It's All Greek to Me
Before you get excited about the last minute Euro-Deal and the 340 point rally in the Dow, consider this: Wall Street has been dancing to Greece's whistle. If Greece says 'jump,' Wall Street jumps, if Greece says 'Sorry, false alarm,' Wall Street cries. This has been going on for about 2 years now, and it's getting pretty tired. Shame on you if you think everything's going to be fine just because Greece and/or its European pretend-to-be saviors announce another plan to come up with a plan.
Greece is broke and has no significant revenue sources to pay off its debt. Foreign investors own about $385 billion worth of Greek government debt. Many banks and governments that own Greek debt are at the brink of insolvency already, so Greece's inability to pay its debt may push other countries and their banks into insolvency. You can't trust statements from European officials because they are trying to prevent panic. Panic will make any kind of solutions more expensive and more difficult to execute.
Eventually Greece's saviors will realize that this is a leaky bucket money pit. A sudden and unprepared Greek bankruptcy would shatter the eurozone unless Greece is quarantined first.

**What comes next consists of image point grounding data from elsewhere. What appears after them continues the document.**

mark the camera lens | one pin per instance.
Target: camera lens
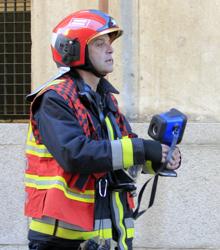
(154, 129)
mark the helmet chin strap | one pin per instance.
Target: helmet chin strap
(88, 66)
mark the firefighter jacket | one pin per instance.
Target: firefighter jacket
(75, 139)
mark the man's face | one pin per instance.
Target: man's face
(100, 54)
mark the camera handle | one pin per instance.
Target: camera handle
(161, 172)
(166, 172)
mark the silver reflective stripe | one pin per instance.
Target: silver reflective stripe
(129, 223)
(117, 154)
(37, 149)
(104, 224)
(118, 221)
(41, 184)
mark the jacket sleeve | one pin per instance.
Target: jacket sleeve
(73, 150)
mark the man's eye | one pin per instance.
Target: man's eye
(99, 44)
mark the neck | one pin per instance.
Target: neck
(89, 78)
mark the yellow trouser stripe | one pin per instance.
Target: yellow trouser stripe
(67, 233)
(121, 216)
(127, 148)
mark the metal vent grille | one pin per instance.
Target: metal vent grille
(15, 58)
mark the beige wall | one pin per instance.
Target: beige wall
(169, 55)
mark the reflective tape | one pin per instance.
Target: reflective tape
(127, 149)
(117, 154)
(48, 228)
(109, 128)
(58, 182)
(118, 212)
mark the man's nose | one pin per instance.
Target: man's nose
(110, 49)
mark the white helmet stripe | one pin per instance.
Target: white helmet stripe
(54, 38)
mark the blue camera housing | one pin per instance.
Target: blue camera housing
(165, 126)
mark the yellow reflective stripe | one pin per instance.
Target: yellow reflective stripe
(127, 149)
(130, 232)
(68, 233)
(60, 178)
(59, 182)
(33, 152)
(110, 128)
(149, 168)
(121, 217)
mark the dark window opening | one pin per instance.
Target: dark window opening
(15, 58)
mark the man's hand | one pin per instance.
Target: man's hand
(175, 160)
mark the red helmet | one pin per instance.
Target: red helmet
(74, 32)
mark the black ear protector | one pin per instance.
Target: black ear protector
(69, 49)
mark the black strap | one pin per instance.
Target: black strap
(136, 213)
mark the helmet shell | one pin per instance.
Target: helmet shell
(74, 32)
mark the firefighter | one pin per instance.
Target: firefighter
(80, 147)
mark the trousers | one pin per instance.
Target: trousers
(40, 245)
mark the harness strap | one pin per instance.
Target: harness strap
(137, 214)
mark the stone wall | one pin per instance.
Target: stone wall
(186, 213)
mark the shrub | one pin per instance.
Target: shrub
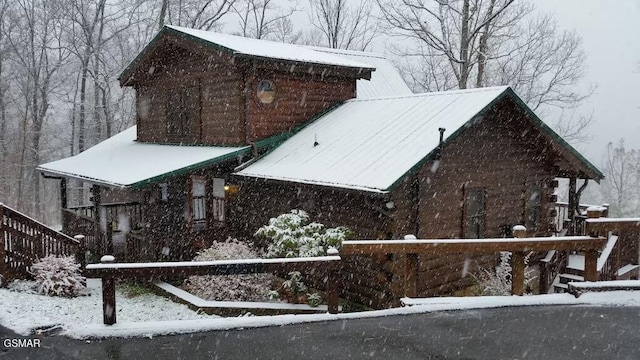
(58, 276)
(498, 282)
(291, 235)
(252, 287)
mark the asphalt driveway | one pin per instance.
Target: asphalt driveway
(545, 332)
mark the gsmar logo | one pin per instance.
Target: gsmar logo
(18, 343)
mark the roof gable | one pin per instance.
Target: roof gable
(249, 48)
(373, 144)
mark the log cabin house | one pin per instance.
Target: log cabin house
(231, 131)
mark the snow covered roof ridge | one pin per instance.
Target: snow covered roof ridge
(348, 52)
(434, 93)
(270, 49)
(372, 144)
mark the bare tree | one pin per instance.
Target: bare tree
(284, 31)
(458, 31)
(37, 56)
(260, 18)
(342, 26)
(195, 14)
(497, 42)
(622, 179)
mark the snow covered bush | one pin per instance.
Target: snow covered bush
(251, 287)
(291, 235)
(498, 282)
(295, 291)
(58, 276)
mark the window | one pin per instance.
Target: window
(218, 201)
(198, 204)
(533, 207)
(474, 213)
(182, 113)
(266, 91)
(164, 192)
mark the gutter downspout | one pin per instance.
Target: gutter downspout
(245, 99)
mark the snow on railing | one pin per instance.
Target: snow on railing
(109, 271)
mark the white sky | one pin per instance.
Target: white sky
(610, 31)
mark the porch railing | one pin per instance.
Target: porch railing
(76, 223)
(24, 241)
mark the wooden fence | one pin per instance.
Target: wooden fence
(109, 272)
(23, 241)
(412, 248)
(624, 246)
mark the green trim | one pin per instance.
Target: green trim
(272, 142)
(508, 92)
(554, 135)
(190, 168)
(168, 30)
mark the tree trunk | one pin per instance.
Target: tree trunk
(464, 47)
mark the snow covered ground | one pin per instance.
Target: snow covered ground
(150, 315)
(23, 311)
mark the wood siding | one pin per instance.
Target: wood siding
(214, 86)
(501, 154)
(298, 98)
(220, 93)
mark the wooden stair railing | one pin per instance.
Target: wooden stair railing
(24, 241)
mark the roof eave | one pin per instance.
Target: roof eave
(155, 179)
(592, 172)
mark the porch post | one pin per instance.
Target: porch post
(64, 203)
(572, 205)
(96, 200)
(591, 265)
(3, 253)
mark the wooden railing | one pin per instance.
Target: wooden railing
(622, 247)
(74, 223)
(112, 212)
(553, 264)
(138, 249)
(24, 241)
(109, 272)
(562, 221)
(519, 246)
(132, 209)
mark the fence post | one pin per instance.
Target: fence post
(333, 283)
(592, 213)
(81, 252)
(411, 272)
(3, 252)
(517, 264)
(108, 294)
(591, 265)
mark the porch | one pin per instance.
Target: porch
(116, 228)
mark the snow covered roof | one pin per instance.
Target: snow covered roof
(120, 161)
(258, 48)
(371, 144)
(385, 81)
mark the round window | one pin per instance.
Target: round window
(266, 91)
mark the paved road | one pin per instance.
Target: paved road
(550, 332)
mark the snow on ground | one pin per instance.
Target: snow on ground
(22, 311)
(150, 315)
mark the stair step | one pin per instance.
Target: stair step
(567, 278)
(559, 288)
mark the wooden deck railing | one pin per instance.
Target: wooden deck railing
(74, 223)
(519, 246)
(562, 217)
(109, 272)
(24, 240)
(622, 248)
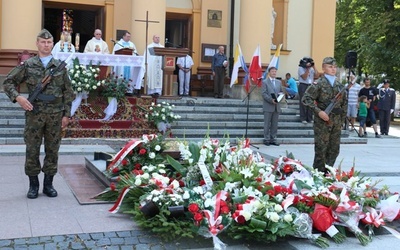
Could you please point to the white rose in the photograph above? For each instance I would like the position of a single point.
(278, 208)
(138, 181)
(288, 218)
(274, 217)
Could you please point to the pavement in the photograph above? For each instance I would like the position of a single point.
(62, 223)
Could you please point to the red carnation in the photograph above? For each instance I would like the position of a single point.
(113, 186)
(225, 210)
(271, 192)
(193, 208)
(240, 219)
(138, 166)
(287, 169)
(198, 217)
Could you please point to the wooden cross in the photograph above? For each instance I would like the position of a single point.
(147, 21)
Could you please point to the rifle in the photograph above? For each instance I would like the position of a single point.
(335, 100)
(46, 80)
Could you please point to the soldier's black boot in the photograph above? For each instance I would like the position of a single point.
(48, 188)
(33, 191)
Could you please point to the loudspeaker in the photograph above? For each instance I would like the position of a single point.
(351, 59)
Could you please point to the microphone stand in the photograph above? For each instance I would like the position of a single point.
(247, 112)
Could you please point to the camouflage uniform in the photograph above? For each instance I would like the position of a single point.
(45, 120)
(326, 134)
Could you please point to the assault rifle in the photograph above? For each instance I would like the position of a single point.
(46, 80)
(335, 100)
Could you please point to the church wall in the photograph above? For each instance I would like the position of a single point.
(156, 12)
(122, 18)
(213, 35)
(182, 4)
(21, 21)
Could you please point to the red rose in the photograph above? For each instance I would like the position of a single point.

Doing this wouldn't be cheap. To prepare for a such a quarantine (which is a more diplomatic term than ejection from the eurozone), Europe would have to prepare and fund a fund that can pay for:
1) Defaulting Greek government debt
2) Shoring up banks that won't qualify for inter-bank credit
2) Make sure Italy and the next dominos in line are safe
It's estimated the price tag will be about $3 trillion (about the same amount of money our Federal Reserve has printed in the last three years). Can Europe scrape together $3 trillion? The combination of liquidity drying up and assets imploding is a lethal one.
What's really happening in Europe is that everyone is bailing out everyone! The larger problem betrayed by yesterday's agreement is that European leaders continue to act as if they are mainly dealing with a crisis of confidence, which can be restored with evermore far-reaching bailout schemes. There are no new ideas for promoting the structural economic reforms—both at the periphery and at the center of the euro zone. It's still a house of cards waiting for the next windstorm.
This is the classic example of how socialism can fail. Worker productivity is not sufficient to support all the benefits doled out. So governments borrow in ever increasing amounts to perpetuate the ruse. But eventually, the whole thing collapses of its own weight. We here in the US should be learning from this - but we haven't.